College administrators spend their time and energy focusing on their own bottom line. Not surprisingly administrators receive significantly higher remuneration than most college professors.If funds are short, rather than reduce administrative perks, teaching staff can be reduced. Courses can be cut even when the courses are essential parts of training for a given major. Those whose needs and wants come last are students, faculty, and taxpayers.

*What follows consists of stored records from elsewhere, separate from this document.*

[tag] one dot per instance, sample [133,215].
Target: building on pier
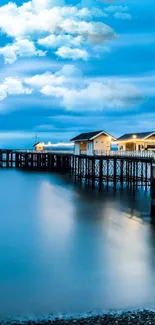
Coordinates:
[137,141]
[39,146]
[91,142]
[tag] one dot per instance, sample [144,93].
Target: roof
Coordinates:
[129,136]
[89,136]
[37,144]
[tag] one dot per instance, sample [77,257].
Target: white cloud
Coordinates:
[122,15]
[113,9]
[52,25]
[67,53]
[75,92]
[96,96]
[13,86]
[54,41]
[69,75]
[39,5]
[83,94]
[20,48]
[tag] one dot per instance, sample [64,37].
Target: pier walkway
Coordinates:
[103,169]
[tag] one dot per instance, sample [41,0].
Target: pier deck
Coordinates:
[101,169]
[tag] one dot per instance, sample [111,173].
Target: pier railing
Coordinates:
[121,153]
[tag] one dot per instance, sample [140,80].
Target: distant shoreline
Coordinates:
[137,317]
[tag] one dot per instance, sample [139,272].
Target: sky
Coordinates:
[68,67]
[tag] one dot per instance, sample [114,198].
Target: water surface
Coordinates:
[69,250]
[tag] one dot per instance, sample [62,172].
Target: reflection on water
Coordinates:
[66,249]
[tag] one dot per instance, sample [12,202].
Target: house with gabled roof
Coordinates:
[91,142]
[137,141]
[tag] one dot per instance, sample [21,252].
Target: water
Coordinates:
[69,250]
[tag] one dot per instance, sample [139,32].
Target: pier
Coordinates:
[98,170]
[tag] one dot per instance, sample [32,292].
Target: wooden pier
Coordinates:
[96,170]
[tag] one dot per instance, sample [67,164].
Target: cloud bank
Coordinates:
[37,27]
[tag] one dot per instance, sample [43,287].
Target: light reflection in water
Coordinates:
[64,249]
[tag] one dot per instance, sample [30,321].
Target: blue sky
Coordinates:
[69,67]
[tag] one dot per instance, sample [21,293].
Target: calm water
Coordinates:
[66,249]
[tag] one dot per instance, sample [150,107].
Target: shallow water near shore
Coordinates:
[66,249]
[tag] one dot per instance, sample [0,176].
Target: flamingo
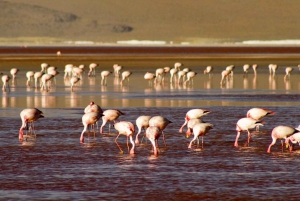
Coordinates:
[200,129]
[153,133]
[125,75]
[208,70]
[5,80]
[28,116]
[92,71]
[89,118]
[281,132]
[110,115]
[193,114]
[190,77]
[191,123]
[142,122]
[295,138]
[288,71]
[244,124]
[73,81]
[149,76]
[29,75]
[13,73]
[104,75]
[254,67]
[160,122]
[44,67]
[258,114]
[117,69]
[37,76]
[45,79]
[125,128]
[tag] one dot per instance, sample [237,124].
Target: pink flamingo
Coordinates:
[125,128]
[153,133]
[89,118]
[281,132]
[160,122]
[258,114]
[142,122]
[13,73]
[191,123]
[244,124]
[193,114]
[28,116]
[5,80]
[200,129]
[110,115]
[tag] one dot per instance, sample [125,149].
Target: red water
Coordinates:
[56,166]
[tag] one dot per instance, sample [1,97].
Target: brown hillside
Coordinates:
[168,20]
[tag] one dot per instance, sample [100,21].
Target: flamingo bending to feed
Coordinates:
[110,115]
[125,128]
[153,133]
[244,124]
[200,129]
[160,122]
[142,122]
[5,80]
[28,116]
[193,114]
[258,114]
[89,118]
[281,132]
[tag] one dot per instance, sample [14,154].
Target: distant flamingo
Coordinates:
[191,123]
[110,115]
[125,75]
[208,70]
[294,139]
[44,67]
[126,128]
[200,129]
[245,124]
[281,132]
[29,75]
[149,76]
[153,133]
[37,76]
[193,114]
[258,114]
[13,73]
[142,122]
[28,116]
[92,71]
[117,69]
[5,80]
[73,81]
[89,118]
[254,67]
[104,75]
[190,77]
[288,71]
[45,79]
[160,122]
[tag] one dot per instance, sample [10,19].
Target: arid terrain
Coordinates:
[172,21]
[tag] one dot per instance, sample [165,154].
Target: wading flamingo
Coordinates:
[28,116]
[245,124]
[193,114]
[110,115]
[281,132]
[200,129]
[153,133]
[142,122]
[126,128]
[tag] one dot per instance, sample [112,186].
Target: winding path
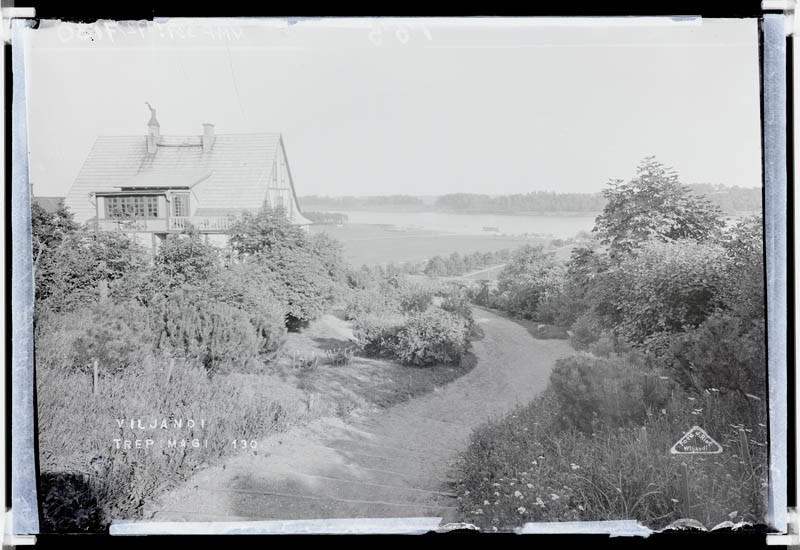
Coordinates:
[394,463]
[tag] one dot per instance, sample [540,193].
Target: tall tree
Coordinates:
[654,205]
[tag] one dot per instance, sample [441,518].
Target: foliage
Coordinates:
[654,205]
[118,336]
[49,229]
[184,260]
[663,288]
[216,335]
[265,232]
[723,353]
[377,334]
[743,291]
[526,467]
[86,481]
[432,337]
[527,279]
[85,263]
[594,392]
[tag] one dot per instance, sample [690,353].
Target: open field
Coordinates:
[380,244]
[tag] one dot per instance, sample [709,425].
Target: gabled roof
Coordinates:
[238,167]
[50,204]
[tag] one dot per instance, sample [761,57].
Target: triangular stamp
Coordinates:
[696,442]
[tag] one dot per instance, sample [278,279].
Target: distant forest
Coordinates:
[729,199]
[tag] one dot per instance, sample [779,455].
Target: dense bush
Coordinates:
[432,337]
[723,353]
[372,301]
[654,206]
[377,334]
[526,467]
[594,392]
[184,260]
[87,481]
[217,336]
[456,301]
[118,336]
[527,279]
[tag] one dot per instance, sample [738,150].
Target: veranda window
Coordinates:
[180,204]
[135,206]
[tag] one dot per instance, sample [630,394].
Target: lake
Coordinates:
[557,226]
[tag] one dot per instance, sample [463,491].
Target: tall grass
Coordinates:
[528,466]
[87,480]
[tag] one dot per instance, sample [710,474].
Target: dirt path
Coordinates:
[391,464]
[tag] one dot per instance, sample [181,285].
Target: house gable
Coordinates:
[239,172]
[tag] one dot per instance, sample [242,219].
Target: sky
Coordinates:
[419,107]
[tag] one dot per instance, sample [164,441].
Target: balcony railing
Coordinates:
[201,223]
[174,223]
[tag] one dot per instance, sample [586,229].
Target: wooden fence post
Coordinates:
[745,454]
[95,376]
[687,507]
[169,369]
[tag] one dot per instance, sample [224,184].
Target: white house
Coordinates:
[152,185]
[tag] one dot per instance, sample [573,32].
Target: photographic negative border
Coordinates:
[774,136]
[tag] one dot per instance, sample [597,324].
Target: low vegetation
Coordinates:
[199,333]
[666,308]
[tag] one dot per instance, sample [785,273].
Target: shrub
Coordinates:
[456,301]
[184,260]
[525,467]
[432,337]
[377,335]
[723,353]
[415,298]
[662,288]
[586,329]
[118,336]
[525,281]
[220,337]
[611,392]
[371,302]
[73,272]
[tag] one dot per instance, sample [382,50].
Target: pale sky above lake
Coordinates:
[489,106]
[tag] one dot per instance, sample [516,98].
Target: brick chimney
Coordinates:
[208,137]
[153,130]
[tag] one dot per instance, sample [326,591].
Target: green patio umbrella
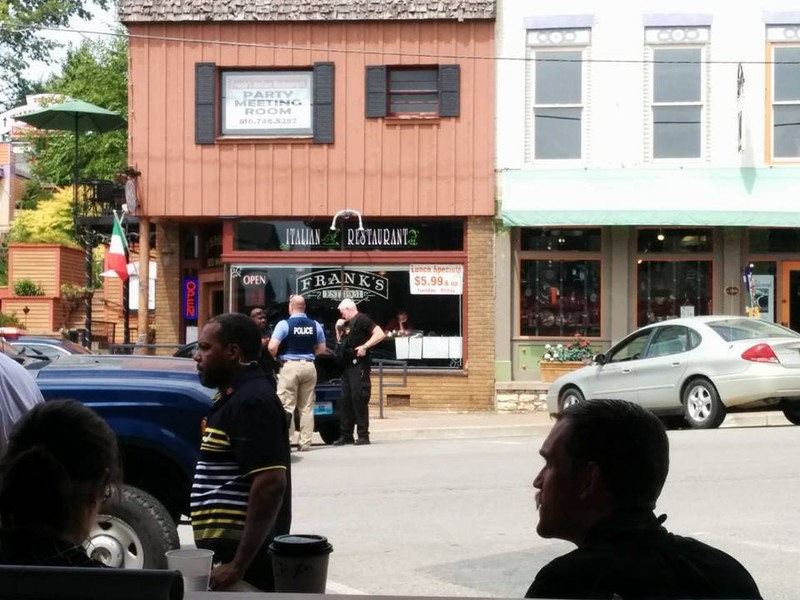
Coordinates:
[78,117]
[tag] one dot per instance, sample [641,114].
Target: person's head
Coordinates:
[227,343]
[62,463]
[348,309]
[600,456]
[259,317]
[297,304]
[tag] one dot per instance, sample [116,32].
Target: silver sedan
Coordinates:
[697,367]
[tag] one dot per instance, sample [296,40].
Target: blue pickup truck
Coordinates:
[155,405]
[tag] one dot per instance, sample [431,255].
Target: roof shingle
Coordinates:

A few years ago, the trustees of the Vermont State College system established a policy that directly addressed the long-term needs of both students and taxpayers. Policy 417 established a tuition waiver for Vermonters who reached the age of 65 and a 50% discount that kicked in at age 62. This was an excellent first step. It meant that older Vermonters whose skills were no longer up-to-date could attend classes with no charge other than books and lab fees. It provided an alternative to spending the so-called Golden Years as a Wal-Mart greeter @ $10 an hour. The cost to the taxpayer was zero since Policy 417 specifically restricted older students to otherwise empty slots in existing classes. It meant that today's students were promised an opportunity to update their skills at little cost late in life.

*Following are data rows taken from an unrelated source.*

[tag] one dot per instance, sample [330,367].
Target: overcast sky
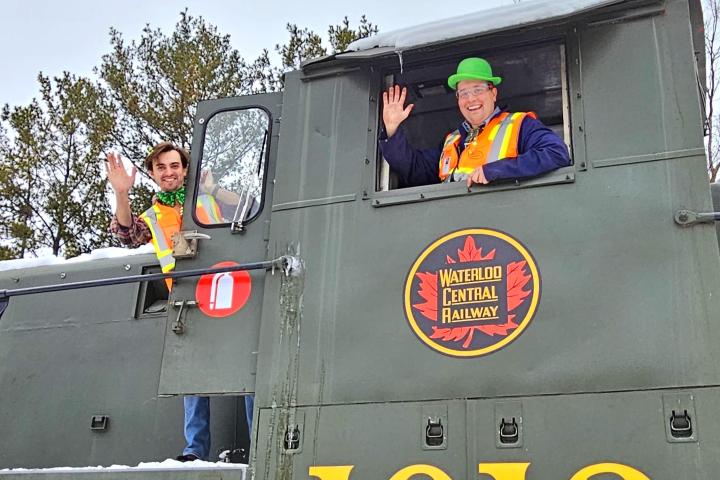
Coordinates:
[52,36]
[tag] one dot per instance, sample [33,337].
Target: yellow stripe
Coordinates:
[508,136]
[494,131]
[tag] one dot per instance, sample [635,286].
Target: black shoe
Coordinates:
[238,455]
[187,458]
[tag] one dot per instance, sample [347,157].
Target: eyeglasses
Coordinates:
[473,92]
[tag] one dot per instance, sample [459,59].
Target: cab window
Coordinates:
[534,79]
[230,176]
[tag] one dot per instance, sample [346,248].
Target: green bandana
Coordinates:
[170,198]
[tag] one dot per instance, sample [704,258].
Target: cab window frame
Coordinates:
[265,158]
[385,189]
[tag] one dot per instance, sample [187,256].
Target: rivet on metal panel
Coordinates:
[434,433]
[509,432]
[680,424]
[292,438]
[99,422]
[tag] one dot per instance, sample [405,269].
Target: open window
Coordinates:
[231,167]
[534,79]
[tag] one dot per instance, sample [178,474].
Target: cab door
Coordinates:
[213,321]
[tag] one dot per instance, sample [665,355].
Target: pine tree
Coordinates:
[53,190]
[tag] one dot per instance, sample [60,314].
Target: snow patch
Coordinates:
[485,21]
[168,464]
[110,252]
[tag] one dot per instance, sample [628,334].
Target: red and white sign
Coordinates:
[222,294]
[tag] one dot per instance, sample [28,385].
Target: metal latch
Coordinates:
[680,424]
[185,243]
[99,422]
[434,433]
[509,431]
[178,325]
[687,218]
[292,438]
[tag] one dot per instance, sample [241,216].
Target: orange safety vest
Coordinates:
[497,141]
[165,221]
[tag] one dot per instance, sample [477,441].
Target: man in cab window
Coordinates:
[490,145]
[167,164]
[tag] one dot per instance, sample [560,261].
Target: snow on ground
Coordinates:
[168,464]
[110,252]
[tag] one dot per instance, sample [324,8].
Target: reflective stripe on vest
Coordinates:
[497,141]
[207,210]
[155,218]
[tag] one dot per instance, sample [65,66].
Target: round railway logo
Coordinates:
[472,292]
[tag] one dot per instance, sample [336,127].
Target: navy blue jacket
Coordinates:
[540,150]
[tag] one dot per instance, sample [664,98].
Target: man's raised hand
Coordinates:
[394,110]
[118,177]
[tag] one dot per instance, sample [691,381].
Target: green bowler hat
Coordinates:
[473,68]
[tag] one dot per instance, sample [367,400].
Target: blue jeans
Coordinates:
[197,424]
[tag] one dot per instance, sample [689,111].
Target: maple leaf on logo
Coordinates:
[517,278]
[454,334]
[470,253]
[428,291]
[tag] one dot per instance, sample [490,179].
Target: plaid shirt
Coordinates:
[134,236]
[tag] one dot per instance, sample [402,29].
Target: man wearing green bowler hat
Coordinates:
[490,145]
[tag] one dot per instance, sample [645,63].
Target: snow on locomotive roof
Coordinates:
[168,464]
[483,22]
[111,252]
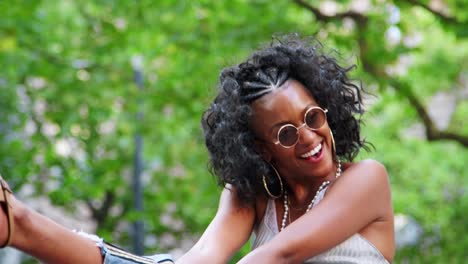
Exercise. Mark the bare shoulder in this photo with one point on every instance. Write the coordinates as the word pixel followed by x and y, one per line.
pixel 368 182
pixel 367 171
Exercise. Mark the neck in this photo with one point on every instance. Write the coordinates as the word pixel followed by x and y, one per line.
pixel 301 191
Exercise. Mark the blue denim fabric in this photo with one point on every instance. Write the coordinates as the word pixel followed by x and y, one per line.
pixel 110 257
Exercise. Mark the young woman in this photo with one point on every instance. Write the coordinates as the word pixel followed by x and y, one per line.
pixel 282 133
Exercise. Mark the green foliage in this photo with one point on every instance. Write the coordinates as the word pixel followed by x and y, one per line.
pixel 69 104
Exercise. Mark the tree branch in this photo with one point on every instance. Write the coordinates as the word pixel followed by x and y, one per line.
pixel 327 18
pixel 445 18
pixel 432 132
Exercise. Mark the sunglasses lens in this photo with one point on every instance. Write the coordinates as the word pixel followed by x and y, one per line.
pixel 315 118
pixel 287 135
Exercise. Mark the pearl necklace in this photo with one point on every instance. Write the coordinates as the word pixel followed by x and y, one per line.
pixel 311 204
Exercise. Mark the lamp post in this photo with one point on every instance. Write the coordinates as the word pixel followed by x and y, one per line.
pixel 138 228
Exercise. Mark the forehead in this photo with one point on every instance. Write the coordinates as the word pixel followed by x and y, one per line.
pixel 286 103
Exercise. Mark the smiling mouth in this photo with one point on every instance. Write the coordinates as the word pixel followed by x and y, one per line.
pixel 315 152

But it was only a first step. The 50% discount at age 62 would make more sense if it were rolled back to age 42. When today's students reach that age, most could benefit from a program that allowed them to increase their value in the job market. This would not only benefit many Vermonters in their middle years, but would help the colleges financially by filling otherwise empty seats with students who were highly motivated and, even at the discounted rate, adding substantially to the college bottom line. Then there are taxpaying Vermonters who, while supporting the system, have, for one reason or another, never been able to benefit from it. Perhaps they started a family in their teens, or maybe they only learned the value of education through bitter experience on the job.

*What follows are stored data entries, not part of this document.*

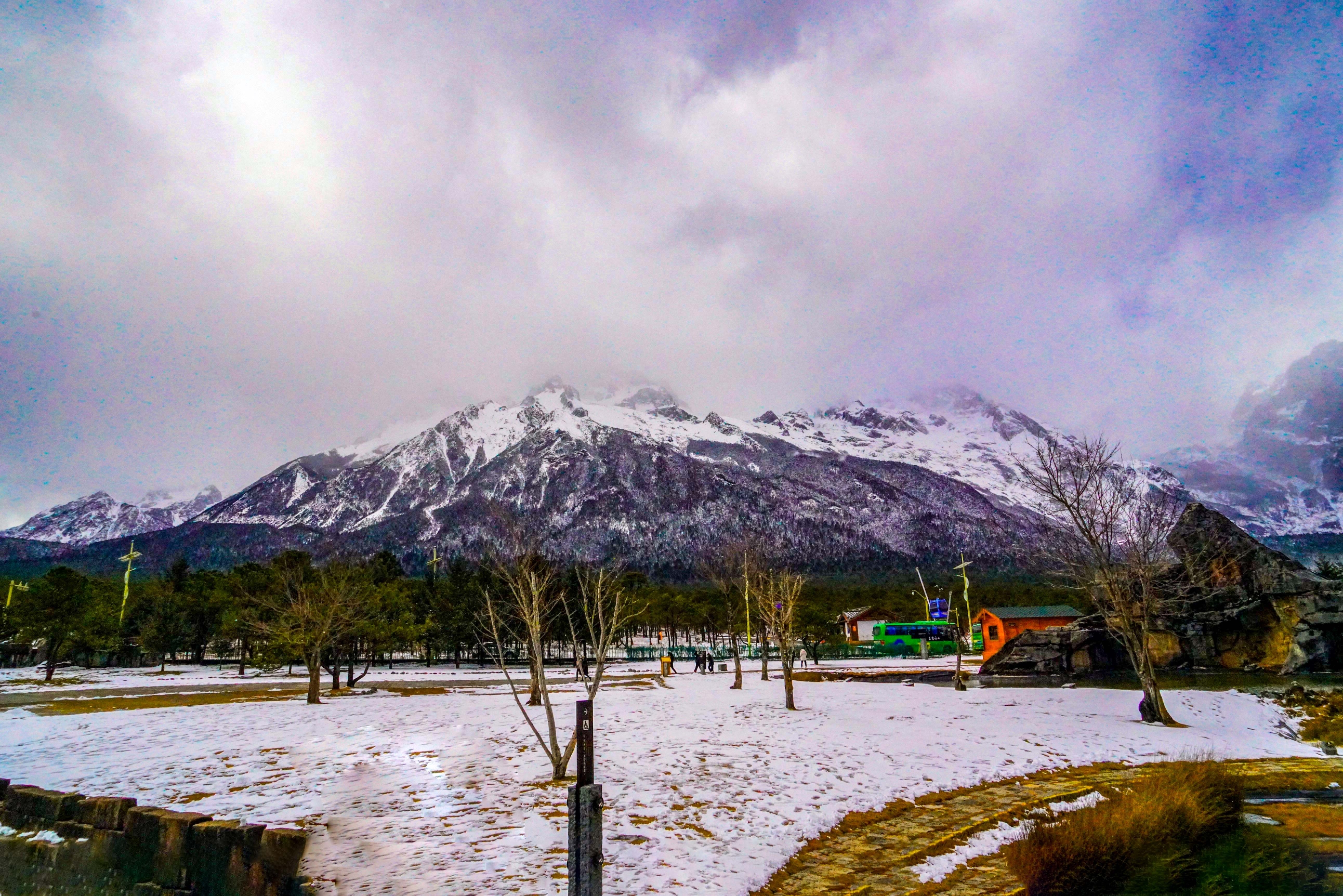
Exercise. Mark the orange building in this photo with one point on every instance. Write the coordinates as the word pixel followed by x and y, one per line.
pixel 1001 625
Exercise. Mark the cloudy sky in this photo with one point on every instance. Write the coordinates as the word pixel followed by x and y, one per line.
pixel 237 233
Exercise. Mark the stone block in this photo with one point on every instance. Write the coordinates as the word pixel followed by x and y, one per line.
pixel 74 831
pixel 281 851
pixel 225 859
pixel 156 844
pixel 38 807
pixel 105 813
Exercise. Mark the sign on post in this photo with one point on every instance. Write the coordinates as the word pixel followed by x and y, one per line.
pixel 585 814
pixel 585 732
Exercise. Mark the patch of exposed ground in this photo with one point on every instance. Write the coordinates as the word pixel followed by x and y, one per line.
pixel 875 853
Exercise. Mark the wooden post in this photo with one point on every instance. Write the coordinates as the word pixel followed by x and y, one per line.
pixel 585 807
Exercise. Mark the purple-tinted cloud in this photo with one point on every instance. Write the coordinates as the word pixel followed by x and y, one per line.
pixel 260 230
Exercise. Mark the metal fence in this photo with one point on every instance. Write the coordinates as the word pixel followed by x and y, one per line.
pixel 828 652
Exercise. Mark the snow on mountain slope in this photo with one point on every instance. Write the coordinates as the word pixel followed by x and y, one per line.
pixel 955 433
pixel 98 516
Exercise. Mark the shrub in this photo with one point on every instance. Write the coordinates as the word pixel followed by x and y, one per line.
pixel 1321 711
pixel 1181 808
pixel 1256 860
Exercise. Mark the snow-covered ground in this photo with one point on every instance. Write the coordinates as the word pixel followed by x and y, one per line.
pixel 30 679
pixel 708 790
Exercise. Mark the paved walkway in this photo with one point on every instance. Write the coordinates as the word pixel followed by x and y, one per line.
pixel 873 853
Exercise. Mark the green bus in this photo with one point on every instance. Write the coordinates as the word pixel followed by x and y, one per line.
pixel 938 633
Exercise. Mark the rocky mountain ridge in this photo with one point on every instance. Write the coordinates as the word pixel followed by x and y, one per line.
pixel 98 516
pixel 1284 473
pixel 628 470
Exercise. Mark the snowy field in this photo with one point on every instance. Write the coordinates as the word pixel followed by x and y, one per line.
pixel 30 680
pixel 708 790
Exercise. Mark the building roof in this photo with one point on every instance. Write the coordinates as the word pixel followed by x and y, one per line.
pixel 1054 612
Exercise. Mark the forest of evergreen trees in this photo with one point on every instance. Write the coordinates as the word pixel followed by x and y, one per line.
pixel 241 616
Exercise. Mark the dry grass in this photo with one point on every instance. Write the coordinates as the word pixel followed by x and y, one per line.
pixel 1322 713
pixel 1306 820
pixel 1095 851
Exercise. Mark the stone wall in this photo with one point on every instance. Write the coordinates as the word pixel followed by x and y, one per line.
pixel 1243 606
pixel 109 847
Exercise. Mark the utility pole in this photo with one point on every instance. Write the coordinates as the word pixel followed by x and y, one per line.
pixel 966 579
pixel 125 594
pixel 746 590
pixel 585 814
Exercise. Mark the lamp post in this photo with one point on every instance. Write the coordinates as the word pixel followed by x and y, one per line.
pixel 14 586
pixel 125 593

Wouldn't it be great if lives could be turned around so easily? Not by charity, but by hard work on the part of mature, older students. Think of the economy of the state, especially the economy of the perennially depressed Northeast Kingdom of Vermont. Imagine the economic benefit of a growing number of well-educated, mature men and women ready to roll up their sleeves and get to work.
Incredibly all this seems to have escaped the notice of the trustees of the Vermont State College. Instead of extending the program, they have acted to destroy it. Discounts remain unavailable until age 62 and the program has been limited to two classes per semester. Apparently the trustees did not do their arithmetic. A 65-year old Vermonter who desired to update their professional or occupational skills at the rate of two classes a semester would be about 75 years old on completion of a full program.
Maybe the trustees were led to believe that 65-year-old Vermonters no longer needed to work. Perhaps they were told that the program was only to fill a few hours for senior citizens until they had the decency to either pass away or move into an old age home.
So the trustees in their infinite wisdom cut one program that cost the colleges nothing, cut another that had the potential to generate income for the colleges, and now, just a few weeks later, decided to put the squeeze on students and taxpayers once more.